Specifically, they're the bomb squad.
Following a mysterious explosion at a controversial chemical processing
plant, ATF agents have arrested the leader of an extremist environmental group. When the
bombing attacks continue and innocent lives are lost, while the 'eco-terrorist' in already
in custody, the female agent in charge of the morally troubling case has to team up with her
chief suspect to catch the real killer...
Despite a promising storyline, a likeable cast, and above average direction,
this does not avoid 'cop movie' clichés. When Tom Skerritt's character announces his
impending retirement, we can safely predict he's going to die tragically on screen.
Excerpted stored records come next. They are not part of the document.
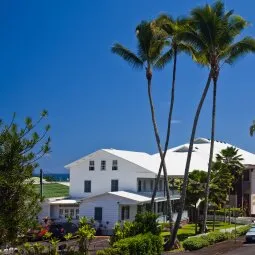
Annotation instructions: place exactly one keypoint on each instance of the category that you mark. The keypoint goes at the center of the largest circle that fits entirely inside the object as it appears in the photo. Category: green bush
(143, 223)
(240, 231)
(216, 237)
(147, 222)
(146, 244)
(109, 251)
(195, 243)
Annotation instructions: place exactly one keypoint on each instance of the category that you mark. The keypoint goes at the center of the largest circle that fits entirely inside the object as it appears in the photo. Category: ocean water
(57, 176)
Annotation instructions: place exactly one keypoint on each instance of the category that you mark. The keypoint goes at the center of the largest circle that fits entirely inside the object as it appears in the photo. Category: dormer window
(115, 165)
(91, 165)
(103, 165)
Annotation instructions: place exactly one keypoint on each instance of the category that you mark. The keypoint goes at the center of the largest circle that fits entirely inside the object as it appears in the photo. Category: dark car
(59, 230)
(250, 235)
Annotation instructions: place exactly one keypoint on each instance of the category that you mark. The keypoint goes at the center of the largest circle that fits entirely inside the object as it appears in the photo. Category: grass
(189, 229)
(53, 190)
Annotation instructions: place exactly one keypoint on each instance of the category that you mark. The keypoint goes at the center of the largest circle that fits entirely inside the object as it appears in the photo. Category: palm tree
(252, 128)
(170, 29)
(212, 34)
(150, 45)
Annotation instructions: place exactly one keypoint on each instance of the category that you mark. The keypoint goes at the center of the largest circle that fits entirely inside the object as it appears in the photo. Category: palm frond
(240, 49)
(218, 8)
(191, 38)
(164, 59)
(127, 55)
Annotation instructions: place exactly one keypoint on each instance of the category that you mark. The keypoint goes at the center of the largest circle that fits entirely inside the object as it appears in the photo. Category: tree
(226, 172)
(170, 29)
(252, 129)
(150, 45)
(86, 234)
(20, 150)
(212, 34)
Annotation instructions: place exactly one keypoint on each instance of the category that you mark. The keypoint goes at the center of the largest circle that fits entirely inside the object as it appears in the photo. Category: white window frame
(114, 190)
(91, 165)
(115, 165)
(103, 165)
(85, 186)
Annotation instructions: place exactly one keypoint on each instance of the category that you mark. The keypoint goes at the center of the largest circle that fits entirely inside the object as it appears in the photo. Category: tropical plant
(212, 34)
(169, 28)
(150, 45)
(86, 234)
(252, 129)
(195, 193)
(19, 154)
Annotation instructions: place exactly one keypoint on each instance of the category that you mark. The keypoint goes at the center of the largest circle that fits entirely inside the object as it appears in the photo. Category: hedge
(195, 243)
(143, 244)
(109, 251)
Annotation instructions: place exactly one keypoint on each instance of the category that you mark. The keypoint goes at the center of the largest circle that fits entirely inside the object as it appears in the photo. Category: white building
(113, 185)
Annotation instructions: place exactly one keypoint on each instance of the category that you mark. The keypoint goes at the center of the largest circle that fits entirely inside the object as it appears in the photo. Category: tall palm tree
(213, 35)
(229, 162)
(252, 128)
(150, 45)
(170, 29)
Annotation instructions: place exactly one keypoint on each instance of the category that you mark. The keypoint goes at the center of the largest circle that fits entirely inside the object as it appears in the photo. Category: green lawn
(53, 190)
(189, 229)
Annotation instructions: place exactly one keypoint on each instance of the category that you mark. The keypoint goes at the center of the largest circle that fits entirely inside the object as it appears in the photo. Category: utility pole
(41, 184)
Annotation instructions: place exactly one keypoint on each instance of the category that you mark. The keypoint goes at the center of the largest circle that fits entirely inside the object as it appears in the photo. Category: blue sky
(55, 55)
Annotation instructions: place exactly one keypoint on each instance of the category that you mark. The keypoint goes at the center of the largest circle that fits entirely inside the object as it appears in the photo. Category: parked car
(58, 230)
(250, 235)
(36, 234)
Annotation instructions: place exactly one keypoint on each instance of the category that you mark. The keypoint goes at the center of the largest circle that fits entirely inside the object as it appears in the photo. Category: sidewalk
(216, 249)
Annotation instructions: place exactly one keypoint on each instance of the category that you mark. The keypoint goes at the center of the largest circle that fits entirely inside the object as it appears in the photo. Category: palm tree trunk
(169, 206)
(168, 128)
(207, 187)
(214, 215)
(186, 173)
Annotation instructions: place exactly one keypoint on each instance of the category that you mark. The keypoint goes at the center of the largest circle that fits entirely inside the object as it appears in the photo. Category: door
(98, 213)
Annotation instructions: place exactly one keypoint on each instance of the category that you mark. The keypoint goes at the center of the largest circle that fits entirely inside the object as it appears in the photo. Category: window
(144, 185)
(91, 165)
(77, 212)
(160, 185)
(246, 175)
(114, 185)
(98, 213)
(151, 185)
(139, 185)
(139, 208)
(160, 207)
(61, 213)
(124, 212)
(87, 186)
(115, 165)
(103, 164)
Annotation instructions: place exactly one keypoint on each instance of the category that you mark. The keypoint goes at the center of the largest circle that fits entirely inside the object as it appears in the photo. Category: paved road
(246, 249)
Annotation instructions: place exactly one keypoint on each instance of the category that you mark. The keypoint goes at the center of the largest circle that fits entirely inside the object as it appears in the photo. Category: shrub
(195, 243)
(109, 251)
(240, 231)
(147, 222)
(216, 237)
(147, 244)
(143, 223)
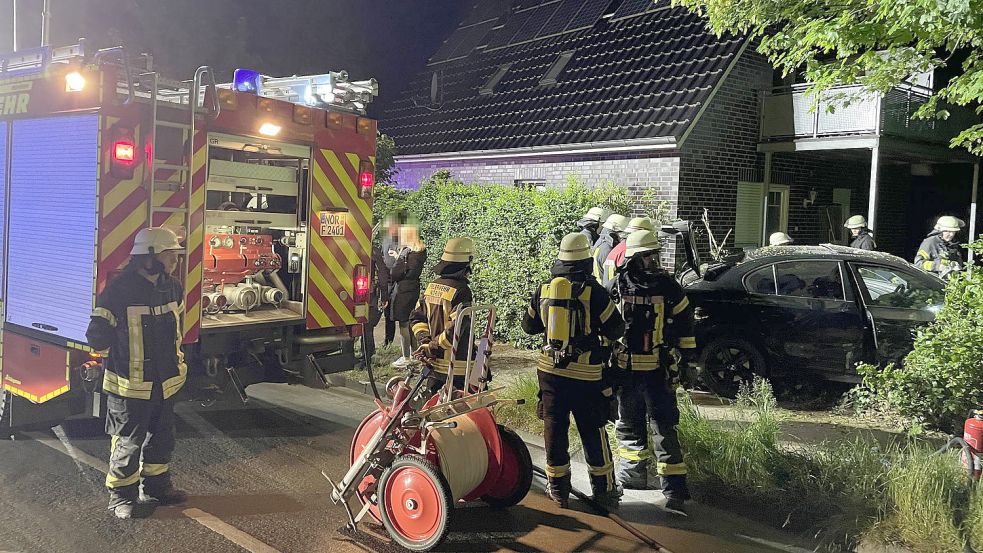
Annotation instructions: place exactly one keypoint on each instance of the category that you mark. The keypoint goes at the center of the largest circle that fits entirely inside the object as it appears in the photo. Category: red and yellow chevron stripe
(122, 208)
(195, 239)
(331, 270)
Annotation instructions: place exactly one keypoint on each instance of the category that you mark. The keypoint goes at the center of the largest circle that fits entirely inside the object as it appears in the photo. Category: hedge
(516, 232)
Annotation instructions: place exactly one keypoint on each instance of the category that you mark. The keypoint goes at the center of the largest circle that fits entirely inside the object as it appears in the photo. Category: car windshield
(890, 287)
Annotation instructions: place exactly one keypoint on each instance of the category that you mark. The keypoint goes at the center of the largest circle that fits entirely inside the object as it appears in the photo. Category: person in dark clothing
(378, 300)
(862, 237)
(611, 235)
(436, 314)
(574, 312)
(390, 253)
(659, 321)
(405, 276)
(938, 253)
(136, 326)
(590, 223)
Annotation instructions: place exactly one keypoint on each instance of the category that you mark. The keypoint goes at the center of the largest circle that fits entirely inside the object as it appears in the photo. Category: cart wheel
(516, 477)
(415, 503)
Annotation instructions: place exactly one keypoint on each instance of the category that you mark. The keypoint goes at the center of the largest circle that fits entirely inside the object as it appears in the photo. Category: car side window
(890, 287)
(810, 279)
(761, 281)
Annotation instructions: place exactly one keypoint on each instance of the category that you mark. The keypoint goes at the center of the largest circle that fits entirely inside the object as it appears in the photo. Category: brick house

As the
beautiful ATF agent Ashley Pryor, blonde Kelly Rowan makes for a spirited heroine and, as
wrongly accused saboteur Scott, even Stephen Baldwin is slightly less wooden than usual.
There are decent pyrotechnical effects, efficiently staged gun battles, and a tense shootout
with the bad guy, but this is honestly no better or worse than any of the other dozen or more
TV flicks we have seen released on DVD recently.
Jonathan Heap directed the amazingly good short film, 12:01 (1990),
and its sadly less impressive feature-length version (eclipsed on release by the similarly
themed, but not explicitly science fictional, Groundhog Day, 1993), before he turned
out an underrated psychological thriller, Benefit Of The Doubt (1993), and made the
flawed Past Perfect (1998). Although Greenmail is watchable as a cop drama and
action thriller, Heap has yet to fulfil the initial promise of his SF hit.
DVD extras: none (same as the rental release), except for some trailers
playing before the main feature, and even these cannot be accessed separately.